T. B. Lambert
Past and Present: Vol.214:1 (2012)
It is a startling but infrequently remarked upon fact that for five centuries English law, which prescribed the sternest penalties for theft, contained only a relatively minor royal fine for homicide. Whereas the first clear statement that the death penalty applied to thieves is found in the late seventh-century West Saxon laws of Ine, we have no equivalent statement with respect to homicide before the text known as Glanvill, composed in the late 1180s. This apparent disparity between the treatment of homicide and theft throughout the Anglo-Saxon period, and indeed well into the twelfth century, was not something that unduly troubled scholars of a century ago — F. W. Maitland, for one, was content simply to accept the two offences’ differing treatments at face value — but the modern generation of legal historians has been rather more sceptical. Perhaps in part because of the recent (anthropologically influenced) trend to view law codes and other normative sources with suspicion, and to favour instead the evidence of real-life cases, they have felt able to disregard the disparity in the laws and to present a picture of broad continuity in substantive criminal law reaching back from the time of Glanvill well into the late Anglo-Saxon period. Although the scholarly basis for the idea is in fact rather minimal — the point has only ever been argued explicitly in an extended footnote by Naomi Hurnard in 1949 and from another angle by Patrick Wormald in an article first published in 1997 — it is now commonly assumed that homicide was prohibited in a way similar to theft for some time before the Norman Conquest. Modern accounts of the development of the Common Law now tend to emphasize the importance of procedural innovations, mostly introduced in some form under the Norman kings and institutionalized under Henry II; the idea that there was any substantial change in the nature of offences between 1066 and the thirteenth century (let alone the one of ‘marvellous suddenness’ described by Maitland) is now either absent or actively denied.

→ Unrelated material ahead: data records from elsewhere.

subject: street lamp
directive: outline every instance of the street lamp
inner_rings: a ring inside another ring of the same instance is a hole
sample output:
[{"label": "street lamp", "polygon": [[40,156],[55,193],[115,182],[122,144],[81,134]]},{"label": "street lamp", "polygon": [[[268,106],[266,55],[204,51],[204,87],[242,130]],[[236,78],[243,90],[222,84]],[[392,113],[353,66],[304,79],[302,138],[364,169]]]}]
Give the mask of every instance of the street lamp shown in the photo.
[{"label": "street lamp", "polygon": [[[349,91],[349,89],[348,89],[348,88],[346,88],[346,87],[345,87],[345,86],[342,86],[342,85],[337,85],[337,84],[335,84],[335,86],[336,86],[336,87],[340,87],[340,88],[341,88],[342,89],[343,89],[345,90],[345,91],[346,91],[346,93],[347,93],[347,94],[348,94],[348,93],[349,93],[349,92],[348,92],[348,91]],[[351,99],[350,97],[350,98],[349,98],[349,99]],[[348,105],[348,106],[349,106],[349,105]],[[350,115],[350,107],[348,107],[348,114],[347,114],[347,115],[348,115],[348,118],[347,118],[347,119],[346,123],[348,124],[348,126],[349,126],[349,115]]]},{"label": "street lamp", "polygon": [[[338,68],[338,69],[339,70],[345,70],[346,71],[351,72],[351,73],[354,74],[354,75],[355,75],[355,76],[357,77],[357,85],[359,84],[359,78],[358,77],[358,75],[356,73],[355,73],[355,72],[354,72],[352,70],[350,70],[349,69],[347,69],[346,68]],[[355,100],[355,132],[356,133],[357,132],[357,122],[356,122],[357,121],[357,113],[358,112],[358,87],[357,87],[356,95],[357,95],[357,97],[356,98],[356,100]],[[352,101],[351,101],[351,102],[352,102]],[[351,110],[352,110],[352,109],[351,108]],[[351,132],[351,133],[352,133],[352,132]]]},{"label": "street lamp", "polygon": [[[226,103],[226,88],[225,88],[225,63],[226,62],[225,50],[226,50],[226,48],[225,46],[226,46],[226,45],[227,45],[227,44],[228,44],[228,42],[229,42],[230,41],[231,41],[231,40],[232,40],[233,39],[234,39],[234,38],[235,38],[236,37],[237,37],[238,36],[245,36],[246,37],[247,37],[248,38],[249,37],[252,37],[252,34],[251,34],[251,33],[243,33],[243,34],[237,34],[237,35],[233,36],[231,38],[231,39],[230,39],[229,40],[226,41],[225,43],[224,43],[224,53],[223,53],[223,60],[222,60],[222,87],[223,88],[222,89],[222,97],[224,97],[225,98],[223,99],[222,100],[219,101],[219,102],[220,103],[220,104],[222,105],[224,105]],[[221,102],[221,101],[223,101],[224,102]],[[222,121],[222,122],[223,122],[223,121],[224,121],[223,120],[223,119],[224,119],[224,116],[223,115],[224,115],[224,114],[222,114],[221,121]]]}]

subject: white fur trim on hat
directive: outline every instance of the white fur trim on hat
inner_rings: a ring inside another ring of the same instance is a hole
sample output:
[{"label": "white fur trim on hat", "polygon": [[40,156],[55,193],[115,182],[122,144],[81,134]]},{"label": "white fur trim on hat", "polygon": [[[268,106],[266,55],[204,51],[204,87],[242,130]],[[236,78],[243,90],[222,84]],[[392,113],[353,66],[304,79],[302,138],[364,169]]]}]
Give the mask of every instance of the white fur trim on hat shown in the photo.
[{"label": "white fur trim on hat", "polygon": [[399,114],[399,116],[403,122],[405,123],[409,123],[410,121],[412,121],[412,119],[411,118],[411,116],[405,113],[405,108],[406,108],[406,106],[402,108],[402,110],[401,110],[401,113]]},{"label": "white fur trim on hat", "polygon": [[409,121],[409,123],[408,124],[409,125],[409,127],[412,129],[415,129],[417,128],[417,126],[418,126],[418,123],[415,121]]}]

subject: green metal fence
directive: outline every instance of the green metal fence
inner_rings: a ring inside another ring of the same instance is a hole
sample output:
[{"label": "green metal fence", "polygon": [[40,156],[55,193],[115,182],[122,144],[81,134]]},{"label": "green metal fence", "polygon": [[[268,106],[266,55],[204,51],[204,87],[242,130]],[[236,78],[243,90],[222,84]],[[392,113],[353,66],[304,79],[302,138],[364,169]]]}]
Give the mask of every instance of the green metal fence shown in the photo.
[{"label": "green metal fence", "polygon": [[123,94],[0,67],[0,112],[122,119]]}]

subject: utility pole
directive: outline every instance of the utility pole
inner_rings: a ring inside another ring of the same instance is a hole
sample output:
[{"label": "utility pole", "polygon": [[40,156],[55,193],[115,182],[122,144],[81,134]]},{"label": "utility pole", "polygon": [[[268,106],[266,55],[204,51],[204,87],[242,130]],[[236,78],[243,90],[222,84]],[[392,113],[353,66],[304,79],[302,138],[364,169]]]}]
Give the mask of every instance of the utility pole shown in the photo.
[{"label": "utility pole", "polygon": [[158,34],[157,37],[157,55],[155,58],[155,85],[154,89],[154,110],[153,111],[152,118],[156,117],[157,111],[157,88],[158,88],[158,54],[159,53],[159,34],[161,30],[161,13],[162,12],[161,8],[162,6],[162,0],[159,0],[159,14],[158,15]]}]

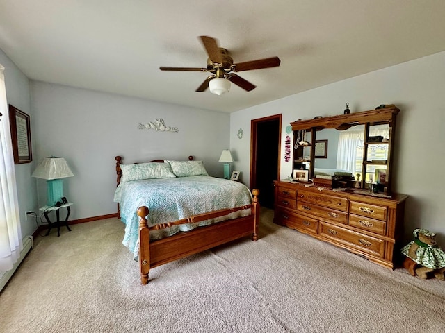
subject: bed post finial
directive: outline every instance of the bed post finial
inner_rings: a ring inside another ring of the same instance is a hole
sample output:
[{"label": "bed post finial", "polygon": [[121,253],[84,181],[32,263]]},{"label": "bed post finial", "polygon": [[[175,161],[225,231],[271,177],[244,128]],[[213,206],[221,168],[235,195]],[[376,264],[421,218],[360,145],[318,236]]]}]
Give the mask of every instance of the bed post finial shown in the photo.
[{"label": "bed post finial", "polygon": [[259,189],[253,189],[252,190],[252,194],[253,195],[253,234],[252,235],[252,240],[257,241],[258,240],[258,227],[259,225],[259,201],[258,201],[258,196],[259,196]]},{"label": "bed post finial", "polygon": [[[138,208],[139,221],[139,268],[140,270],[140,283],[148,283],[148,273],[150,271],[150,230],[148,228],[147,215],[149,210],[146,206]],[[145,239],[145,241],[140,240]]]}]

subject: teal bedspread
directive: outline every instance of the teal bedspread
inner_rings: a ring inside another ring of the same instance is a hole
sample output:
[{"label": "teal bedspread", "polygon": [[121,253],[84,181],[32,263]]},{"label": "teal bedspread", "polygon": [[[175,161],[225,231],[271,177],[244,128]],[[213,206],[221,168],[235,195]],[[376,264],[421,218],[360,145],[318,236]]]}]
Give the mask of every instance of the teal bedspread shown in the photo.
[{"label": "teal bedspread", "polygon": [[[125,223],[122,243],[136,259],[139,251],[139,218],[137,215],[139,207],[148,207],[148,225],[152,226],[192,215],[249,205],[252,203],[252,194],[249,189],[240,182],[208,176],[195,176],[125,182],[116,189],[114,200],[120,203],[121,221]],[[232,213],[228,219],[250,214],[250,210],[243,210]],[[179,231],[188,231],[225,219],[227,217],[150,232],[150,239],[159,239]]]}]

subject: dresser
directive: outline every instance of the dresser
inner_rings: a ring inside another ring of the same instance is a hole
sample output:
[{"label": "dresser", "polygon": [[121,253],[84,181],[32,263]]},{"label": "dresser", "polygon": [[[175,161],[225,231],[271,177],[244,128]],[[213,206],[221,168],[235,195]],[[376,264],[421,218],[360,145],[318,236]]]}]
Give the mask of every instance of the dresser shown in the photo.
[{"label": "dresser", "polygon": [[275,223],[388,268],[399,265],[407,196],[366,195],[361,189],[336,191],[289,181],[274,185]]}]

In this article I want to question this modern consensus, which I believe has resulted in a considerable distortion of our understanding of the development of royal legal power both before and after 1066. I argue that there was indeed, as Maitland recognized, a major distinction in the treatment of homicide and theft before the Norman Conquest, and that this reflects a fundamental division between two categories of royal jurisdiction. Broadly speaking, the division is between offences against property, which tend to be treated in a similar way to theft, and offences against the person, which tend to follow the model of homicide. The true picture is nowhere near so tidy as this — there are exceptional offences, ones that overlap to an extent, and many areas where the difference between the two groups is much less clear-cut than between homicide and theft — but the aim here is not to illustrate late Anglo-Saxon justice in all its complexity, just to use the starkest point of contrast to demonstrate the existence of a fundamentally divided jurisdictional structure. It is important to emphasize at the outset that this is not a mere legal-historical technicality: it is an issue of considerable importance for some of the central themes of this period of English history. The most obvious is the nature of what is conventionally termed the Anglo-Saxon state. Wormald’s description of a polity with a ‘developed notion of crime and punishment’ capable of claiming and exploiting Weber’s ‘monopoly of legitimate violence’ is, of course, part of a much broader characterization of the kingdom as possessing an unusually sophisticated and centralized system of royal administration. Clearly, if we recognize that kings did not prohibit homicide in the same way as they did theft, one element of this picture of Anglo-Saxon sophistication must be revised. The potential implications for our understanding of the post-Conquest period are also clear-cut: the creation of effective royal jurisdiction over homicide by the late twelfth century, placing it alongside theft in the new category of ‘felonies’, appears much more revolutionary once we appreciate how separate the two offences had hitherto been. It highlights a major post-Conquest development of which modern historiography has almost completely lost sight.